Thanks a lot in advance.


----------



## gistek (May 8, 2007)

*Re: Word 2007 page numbering problem*

It sounds like there is a section break that has some formatting errors.

Turn on the hidden characters (backwards P in paragraph formatting on the Home ribbon) and check the page and page number formatting. The only reason I can think of for pages in the middle of a document not to print is they are formatted to a paper source that's not available or requires user intervention (like manual feed).

"Help > Page breaks and section breaks > Change the layout or formatting in one section of your document" has some explanations.


----------



## icp (Jan 16, 2009)

*Re: Word 2007 page numbering problem*

thanks lot

i mean the page is printed but the page number is not printed and not appear in print preview.

any help pls?


----------



## gistek (May 8, 2007)

*Re: Word 2007 page numbering problem*

Are your page numbers in the footers? If so, is there a section break?
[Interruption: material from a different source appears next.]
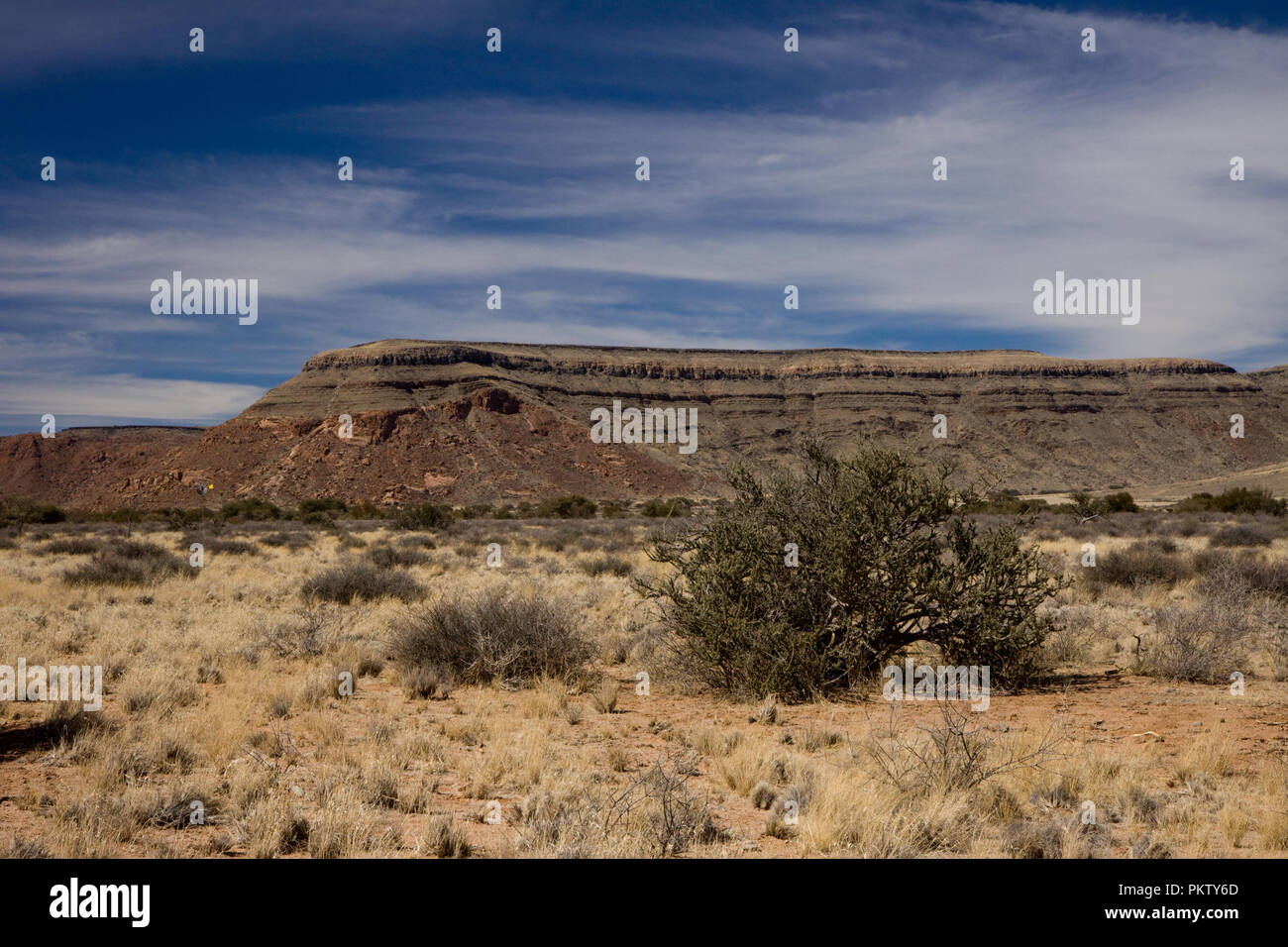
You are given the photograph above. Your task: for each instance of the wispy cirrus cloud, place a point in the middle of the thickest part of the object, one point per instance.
(1106, 165)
Either way, check the formatting of your page number and make sure the color isn't set to white.

Highlight between arrows -> White just doesn't show up. <-


----------



## icp (Jan 16, 2009)

*Re: Word 2007 page numbering problem*

yes my pages numbers are in the footer.
and i set the document to have no page number in the first page.

oh i understand ! 

i found that I have 3 section so there is 2 pages taht don't have page number, because i set the document to have no page number in the first page.

but How can I remove the sections?
are they inserted automatically?

thanks alot


----------



## gistek (May 8, 2007)

*Re: Word 2007 page numbering problem*

You can highlight and delete section breaks when you are in draft mode (the backward "P" symbol).
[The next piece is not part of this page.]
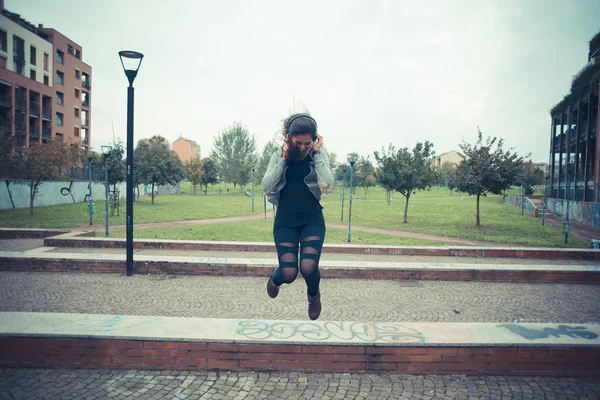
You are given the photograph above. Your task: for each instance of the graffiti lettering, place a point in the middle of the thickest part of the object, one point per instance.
(532, 334)
(348, 331)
You might need to reformat some of your document after you remove the section breaks.

Section breaks are inserted by several different page formatting commands. If you change the number of columns, section breaks will be added at the beginning and end of the change.

You can get more information in Word Help, use "section break" as the search term.


----------



## icp (Jan 16, 2009)

*Re: Word 2007 page numbering problem*

I solve it!

I have different page orientation :
portrait then landscape then portrait SO I had 3 sections.

*the page numbering was set to have no page number in the first page, so the numbering starts from number 2 in the second page.*(this is what I want for the first section)

SO, section 2 & 3 automatically take the settings of section 1.

- in the first page of landscape section there is NO page number BECAUSE of *
- in the first page of the second portrait section there is NO page number BECAUSE of *

TO display these missing numbers:
go to the page that has the missing numbering(the first page in section 2&3):
insert -footer - Edit footer - in the Header&Footer Tools- in Design tab - uncheck Different First Page.


----------